Approximately 1 in 7 women will develop breast cancer (BC) in their lifetime. Despite recent advances in the early detection and treatment of BC, and extended histopathological and molecular characterisation of primary tumours, a large percentage of patients still go on to experience recurrence (local, regional and distant – also called metastasis). Future recurrence events remain difficult to predict.
In this study, we will explore the potential of Natural Language Processing (NLP) methods to predict recurrence events from electronic health records (EHRs), specifically imaging text reports, earlier than other methods. This approach will ultimately improve surveillance by defining at-risk patients and tailoring care for better prognosis.
Data and methods
We propose to use EHRs for BC patients from the Barts Health NHS Trust site of the Breast Cancer Now Tissue Bank (BCNTB). We will apply NLP techniques to extract a number of features associated with recurrence (e.g. timing and site) from the imaging reports. We will then train an AI model on these features together with the additional information extracted from EHRs such as demographics, lifestyle, comorbidities and medications to predict recurrence events. The final aim is to link with genomic data (where available) to drive phenotype-informed genetic analysis for identifying the risk and prognostic factors associated with BC and predicting patient outcome and clinical response to treatment.
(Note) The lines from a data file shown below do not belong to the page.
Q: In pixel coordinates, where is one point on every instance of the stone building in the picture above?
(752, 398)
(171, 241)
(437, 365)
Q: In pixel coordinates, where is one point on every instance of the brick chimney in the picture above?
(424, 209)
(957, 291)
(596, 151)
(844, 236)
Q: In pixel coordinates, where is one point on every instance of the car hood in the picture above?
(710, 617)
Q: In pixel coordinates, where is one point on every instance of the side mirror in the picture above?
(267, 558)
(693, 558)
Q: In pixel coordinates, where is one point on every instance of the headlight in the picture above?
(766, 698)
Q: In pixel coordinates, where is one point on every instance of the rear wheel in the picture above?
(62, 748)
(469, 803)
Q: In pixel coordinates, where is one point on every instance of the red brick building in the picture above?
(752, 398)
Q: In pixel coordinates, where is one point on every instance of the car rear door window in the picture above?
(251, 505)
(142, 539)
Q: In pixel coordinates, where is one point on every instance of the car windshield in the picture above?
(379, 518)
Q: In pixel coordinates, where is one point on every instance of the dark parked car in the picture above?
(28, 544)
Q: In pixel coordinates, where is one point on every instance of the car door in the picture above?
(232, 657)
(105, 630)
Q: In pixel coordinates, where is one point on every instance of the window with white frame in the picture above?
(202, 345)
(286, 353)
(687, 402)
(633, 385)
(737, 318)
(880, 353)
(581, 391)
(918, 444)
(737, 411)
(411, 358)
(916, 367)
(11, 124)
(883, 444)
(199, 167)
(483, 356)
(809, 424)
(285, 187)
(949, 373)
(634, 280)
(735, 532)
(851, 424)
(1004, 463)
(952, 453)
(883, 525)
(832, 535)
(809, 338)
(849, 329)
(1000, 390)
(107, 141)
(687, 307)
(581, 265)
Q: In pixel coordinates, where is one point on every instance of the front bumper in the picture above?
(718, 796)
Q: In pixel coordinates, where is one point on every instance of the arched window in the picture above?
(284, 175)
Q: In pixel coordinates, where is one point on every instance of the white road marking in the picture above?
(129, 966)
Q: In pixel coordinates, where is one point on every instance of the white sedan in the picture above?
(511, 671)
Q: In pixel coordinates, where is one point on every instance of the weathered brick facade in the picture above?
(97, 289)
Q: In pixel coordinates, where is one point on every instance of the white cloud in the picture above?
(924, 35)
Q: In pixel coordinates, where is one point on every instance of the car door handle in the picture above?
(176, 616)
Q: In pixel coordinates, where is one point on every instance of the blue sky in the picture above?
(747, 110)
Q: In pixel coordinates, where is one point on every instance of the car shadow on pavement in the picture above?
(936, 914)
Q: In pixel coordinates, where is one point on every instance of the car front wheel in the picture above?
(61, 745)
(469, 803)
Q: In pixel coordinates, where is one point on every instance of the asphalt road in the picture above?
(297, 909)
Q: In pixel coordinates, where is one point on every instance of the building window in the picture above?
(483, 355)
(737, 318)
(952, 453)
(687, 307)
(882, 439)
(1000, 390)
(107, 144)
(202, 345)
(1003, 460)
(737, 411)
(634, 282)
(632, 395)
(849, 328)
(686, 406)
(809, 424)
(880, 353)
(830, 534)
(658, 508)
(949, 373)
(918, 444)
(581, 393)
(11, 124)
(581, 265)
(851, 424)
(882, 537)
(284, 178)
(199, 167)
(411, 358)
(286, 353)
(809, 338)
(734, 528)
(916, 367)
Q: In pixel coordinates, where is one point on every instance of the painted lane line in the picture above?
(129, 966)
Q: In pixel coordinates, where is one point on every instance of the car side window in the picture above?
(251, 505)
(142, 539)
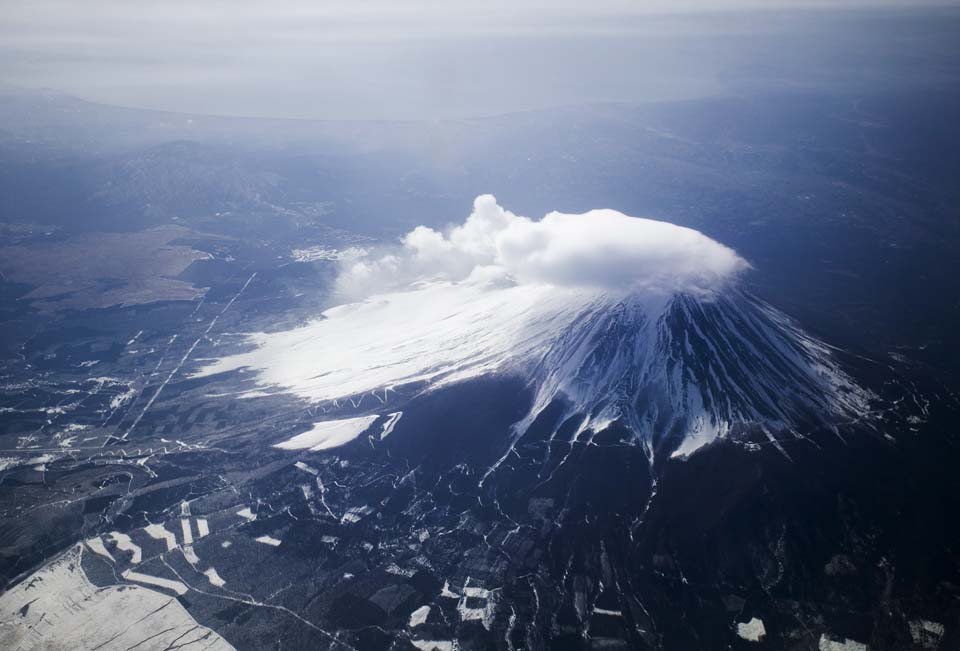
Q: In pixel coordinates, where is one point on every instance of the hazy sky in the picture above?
(399, 59)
We aim to help detect BC recurrence sooner than with current methods, enabling implementation of stratified care to improve patient outcome. We expect to contribute towards the direct benefit of both patients already diagnosed with BC and those at risk of recurrence. This project will establish a scalable method that could contribute to the NHS long-term plan for early detection of cancer and the Getting It Right First Time (GIRFT) programme.